On 16.05.19 16:27, Anton Nefedov wrote:
> ..apparently v13 ended up in a weird base64 that would not easily git-am.
> Resending.
> 
> ----
> 
> hi,
> 
> this used to be a large 10-patches series, but now thanks to Kevin's
> BDRV_REQ_NO_FALLBACK series
> (http://lists.nongnu.org/archive/html/qemu-devel/2019-03/msg06389.html)
> the core block layer functionality is already in place: the existing flag
> can be reused.
> 
> A few accompanying patches were also dropped from the series as those can
> be processed separately.
> 
> So,
> 
> new in v13:
>    - patch 1 (was patch 9) rebased to use s->data_file pointer
>    - comments fixed/added
>    - other patches dropped ;)
> 
> v12: http://lists.nongnu.org/archive/html/qemu-devel/2019-01/msg02761.html
> v11: http://lists.nongnu.org/archive/html/qemu-devel/2018-12/msg04342.html
> v10: http://lists.nongnu.org/archive/html/qemu-devel/2018-12/msg00121.html
> 
> ----
> 
> This pull request is to start to improve a few performance points of
> qcow2 format:
> 
>   1. non cluster-aligned write requests (to unallocated clusters) explicitly
>      pad data with zeroes if there is no backing data.
>      Resulting increase in ops number and potential cluster fragmentation
>      (on the host file) is already solved by:
>        ee22a9d qcow2: Merge the writing of the COW regions with the guest data
>      However, in case of zero COW regions, that can be avoided at all
>      but the whole clusters are preallocated and zeroed in a single
>      efficient write_zeroes() operation
> 
>   2. moreover, efficient write_zeroes() operation can be used to preallocate
>      space megabytes (*configurable number) ahead which gives noticeable
>      improvement on some storage types (e.g. distributed storage)
>      where the space allocation operation might be expensive)
>      (Not included in this patchset since v6).
> 
>   3. this will also allow to enable simultaneous writes to the same 
> unallocated
>      cluster after the space has been allocated & zeroed but before
>      the first data is written and the cluster is linked to L2.
>      (Not included in this patchset).
> 
> Efficient write_zeroes usually implies that the blocks are not actually
> written to but only reserved and marked as zeroed by the storage.
> Existing bdrv_write_zeroes() falls back to writing zero buffers if
> write_zeroes is not supported by the driver, so BDRV_REQ_NO_FALLBACK is used.
> 
> simple perf test:
> 
>   qemu-img create -f qcow2 test.img 4G && \
>   qemu-img bench -c $((1024*1024)) -f qcow2 -n -s 4k -t none -w test.img
> 
> test results (seconds):
> 
>     +-----------+-------+------+-------+------+------+
>     |   file    |    before    |     after    | gain |
>     +-----------+-------+------+-------+------+------+
>     |    ssd    |      61.153  |      36.313  |  41% |
>     |    hdd    |     112.676  |     122.056  |  -8% |
>     +-----------+--------------+--------------+------+

I’ve done a few more tests, and I’ve seen more slowdown on an HDD.
(Like 30 % when doing 64 kB requests that are not aligned to clusters.)
 On the other hand, the SSD gain is generally in the same ballpark (38 %
when issuing the same kind of requests.)

On the basis that:

(1) I believe that SSD performance is more important than HDD performance,

(2) I can’t think of a simple way to automatically decide whether the
new or the old codepath is more efficient[1], and

(3) users probably would not use a switch if we introduced one.

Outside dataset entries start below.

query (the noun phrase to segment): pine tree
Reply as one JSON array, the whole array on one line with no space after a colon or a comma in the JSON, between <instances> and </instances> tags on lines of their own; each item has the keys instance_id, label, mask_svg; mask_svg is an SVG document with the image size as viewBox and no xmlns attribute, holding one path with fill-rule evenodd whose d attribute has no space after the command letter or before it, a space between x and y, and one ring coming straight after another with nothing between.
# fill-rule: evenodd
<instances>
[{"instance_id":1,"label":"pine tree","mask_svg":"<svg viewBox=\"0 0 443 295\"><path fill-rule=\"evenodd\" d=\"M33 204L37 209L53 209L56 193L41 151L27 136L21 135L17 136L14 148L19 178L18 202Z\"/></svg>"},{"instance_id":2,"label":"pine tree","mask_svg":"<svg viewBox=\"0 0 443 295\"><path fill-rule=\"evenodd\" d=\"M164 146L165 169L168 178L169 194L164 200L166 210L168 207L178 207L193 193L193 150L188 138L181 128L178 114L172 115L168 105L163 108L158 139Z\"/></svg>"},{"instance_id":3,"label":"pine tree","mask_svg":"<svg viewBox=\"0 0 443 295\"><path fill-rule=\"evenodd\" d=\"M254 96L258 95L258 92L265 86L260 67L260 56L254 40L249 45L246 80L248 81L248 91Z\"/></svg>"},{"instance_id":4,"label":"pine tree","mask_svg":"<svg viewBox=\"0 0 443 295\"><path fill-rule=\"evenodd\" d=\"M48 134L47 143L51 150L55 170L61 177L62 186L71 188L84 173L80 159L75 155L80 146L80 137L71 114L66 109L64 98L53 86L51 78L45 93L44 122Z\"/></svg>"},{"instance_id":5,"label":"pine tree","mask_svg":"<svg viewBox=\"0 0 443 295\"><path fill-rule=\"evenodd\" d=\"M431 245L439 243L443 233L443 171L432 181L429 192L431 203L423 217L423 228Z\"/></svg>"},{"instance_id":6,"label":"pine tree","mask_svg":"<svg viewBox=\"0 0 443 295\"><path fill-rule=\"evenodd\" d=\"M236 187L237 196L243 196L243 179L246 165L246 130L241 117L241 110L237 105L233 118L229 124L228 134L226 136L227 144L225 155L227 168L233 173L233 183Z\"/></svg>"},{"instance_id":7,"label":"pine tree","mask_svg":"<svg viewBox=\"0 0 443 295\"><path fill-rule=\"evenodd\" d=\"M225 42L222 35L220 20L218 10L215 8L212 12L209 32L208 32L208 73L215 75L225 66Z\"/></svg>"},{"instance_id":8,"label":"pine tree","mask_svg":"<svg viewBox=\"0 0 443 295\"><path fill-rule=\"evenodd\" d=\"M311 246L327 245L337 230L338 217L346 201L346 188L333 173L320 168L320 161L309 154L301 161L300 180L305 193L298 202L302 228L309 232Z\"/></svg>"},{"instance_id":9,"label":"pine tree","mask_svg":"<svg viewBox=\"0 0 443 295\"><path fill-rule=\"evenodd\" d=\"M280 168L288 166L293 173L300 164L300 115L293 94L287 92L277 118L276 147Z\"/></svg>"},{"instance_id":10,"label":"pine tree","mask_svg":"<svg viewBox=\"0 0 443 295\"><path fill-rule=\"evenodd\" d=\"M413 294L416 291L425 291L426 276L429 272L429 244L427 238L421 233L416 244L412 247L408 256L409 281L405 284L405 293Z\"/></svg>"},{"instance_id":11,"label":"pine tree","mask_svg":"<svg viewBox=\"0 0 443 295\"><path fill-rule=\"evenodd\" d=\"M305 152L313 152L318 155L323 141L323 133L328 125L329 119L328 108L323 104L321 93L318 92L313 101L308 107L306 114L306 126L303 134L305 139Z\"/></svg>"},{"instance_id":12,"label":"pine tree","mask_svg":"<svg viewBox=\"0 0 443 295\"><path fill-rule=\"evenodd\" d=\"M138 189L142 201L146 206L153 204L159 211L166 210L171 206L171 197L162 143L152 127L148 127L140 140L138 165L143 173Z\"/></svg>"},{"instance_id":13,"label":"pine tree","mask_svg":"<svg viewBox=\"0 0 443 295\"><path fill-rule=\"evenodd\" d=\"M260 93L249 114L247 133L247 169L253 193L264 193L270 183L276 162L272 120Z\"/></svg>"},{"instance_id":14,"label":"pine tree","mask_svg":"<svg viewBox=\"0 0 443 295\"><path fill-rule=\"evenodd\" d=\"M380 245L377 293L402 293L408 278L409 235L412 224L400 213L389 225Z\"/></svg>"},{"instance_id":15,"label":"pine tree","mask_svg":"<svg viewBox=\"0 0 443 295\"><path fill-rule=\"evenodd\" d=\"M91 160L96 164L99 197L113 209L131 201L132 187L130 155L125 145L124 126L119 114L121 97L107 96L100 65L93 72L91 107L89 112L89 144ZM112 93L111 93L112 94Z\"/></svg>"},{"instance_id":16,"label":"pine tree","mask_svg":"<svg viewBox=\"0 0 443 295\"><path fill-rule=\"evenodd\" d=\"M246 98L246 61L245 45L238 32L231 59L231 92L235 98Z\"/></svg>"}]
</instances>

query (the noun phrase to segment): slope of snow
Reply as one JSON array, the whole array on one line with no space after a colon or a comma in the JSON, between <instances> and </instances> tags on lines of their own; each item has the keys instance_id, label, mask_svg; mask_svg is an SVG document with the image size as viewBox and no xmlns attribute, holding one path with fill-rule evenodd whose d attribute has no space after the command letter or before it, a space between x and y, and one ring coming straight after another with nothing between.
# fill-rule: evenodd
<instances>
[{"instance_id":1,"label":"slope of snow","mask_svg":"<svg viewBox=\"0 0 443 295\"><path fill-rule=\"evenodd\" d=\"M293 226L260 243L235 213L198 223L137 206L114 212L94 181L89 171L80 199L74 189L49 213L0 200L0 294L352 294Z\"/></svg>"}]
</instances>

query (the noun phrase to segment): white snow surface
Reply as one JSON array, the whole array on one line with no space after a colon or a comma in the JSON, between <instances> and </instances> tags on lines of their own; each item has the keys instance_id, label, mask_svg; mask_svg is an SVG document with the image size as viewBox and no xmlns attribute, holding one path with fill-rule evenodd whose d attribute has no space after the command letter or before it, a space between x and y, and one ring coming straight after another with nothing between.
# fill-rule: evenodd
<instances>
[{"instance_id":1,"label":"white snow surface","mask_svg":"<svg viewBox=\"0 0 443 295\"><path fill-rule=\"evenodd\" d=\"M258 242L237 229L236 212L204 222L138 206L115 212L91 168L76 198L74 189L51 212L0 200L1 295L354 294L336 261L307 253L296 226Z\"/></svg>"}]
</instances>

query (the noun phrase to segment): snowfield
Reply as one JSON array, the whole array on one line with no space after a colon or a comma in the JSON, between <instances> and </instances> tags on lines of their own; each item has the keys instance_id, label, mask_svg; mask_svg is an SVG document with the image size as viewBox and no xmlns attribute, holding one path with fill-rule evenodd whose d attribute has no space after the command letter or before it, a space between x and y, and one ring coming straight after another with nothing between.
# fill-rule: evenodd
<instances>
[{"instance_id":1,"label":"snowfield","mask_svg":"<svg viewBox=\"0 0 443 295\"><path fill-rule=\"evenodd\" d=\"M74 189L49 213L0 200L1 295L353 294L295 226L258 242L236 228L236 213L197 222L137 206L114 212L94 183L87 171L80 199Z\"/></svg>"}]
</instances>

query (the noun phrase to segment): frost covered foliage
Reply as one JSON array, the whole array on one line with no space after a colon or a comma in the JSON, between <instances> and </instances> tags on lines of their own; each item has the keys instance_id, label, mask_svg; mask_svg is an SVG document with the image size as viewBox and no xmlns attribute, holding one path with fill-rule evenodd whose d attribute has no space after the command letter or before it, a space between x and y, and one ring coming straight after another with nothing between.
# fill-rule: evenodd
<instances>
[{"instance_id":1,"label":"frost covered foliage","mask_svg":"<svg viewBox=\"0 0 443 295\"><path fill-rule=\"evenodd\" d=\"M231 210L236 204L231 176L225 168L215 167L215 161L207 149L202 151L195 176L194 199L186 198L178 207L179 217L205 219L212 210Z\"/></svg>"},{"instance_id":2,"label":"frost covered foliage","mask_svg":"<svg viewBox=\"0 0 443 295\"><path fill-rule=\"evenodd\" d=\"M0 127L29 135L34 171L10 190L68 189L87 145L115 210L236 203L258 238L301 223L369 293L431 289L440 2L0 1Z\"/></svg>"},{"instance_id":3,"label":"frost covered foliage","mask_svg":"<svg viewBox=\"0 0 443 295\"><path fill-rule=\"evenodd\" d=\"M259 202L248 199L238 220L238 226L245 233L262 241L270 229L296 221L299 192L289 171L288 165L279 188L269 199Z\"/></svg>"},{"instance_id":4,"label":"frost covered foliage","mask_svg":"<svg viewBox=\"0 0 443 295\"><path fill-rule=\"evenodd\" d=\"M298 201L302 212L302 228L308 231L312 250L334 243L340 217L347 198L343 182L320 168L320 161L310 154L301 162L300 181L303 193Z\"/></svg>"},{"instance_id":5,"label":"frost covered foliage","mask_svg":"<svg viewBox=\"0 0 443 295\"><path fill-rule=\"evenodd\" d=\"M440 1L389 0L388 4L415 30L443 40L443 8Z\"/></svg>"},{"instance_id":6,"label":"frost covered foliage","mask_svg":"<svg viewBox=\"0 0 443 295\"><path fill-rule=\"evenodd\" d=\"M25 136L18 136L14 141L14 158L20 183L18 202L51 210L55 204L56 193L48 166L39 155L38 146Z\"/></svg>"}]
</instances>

I have applied this patch to my block branch:

https://git.xanclic.moe/XanClic/qemu/commits/branch/block

Thanks!


[1] Hm.  We can probably investigate whether the file is stored on a
rotational medium or not.  Is there a fundamental reason why this patch
seems to degrade performance on an HDD but improves it on an SSD?  If
so, we can probably make a choice based on that.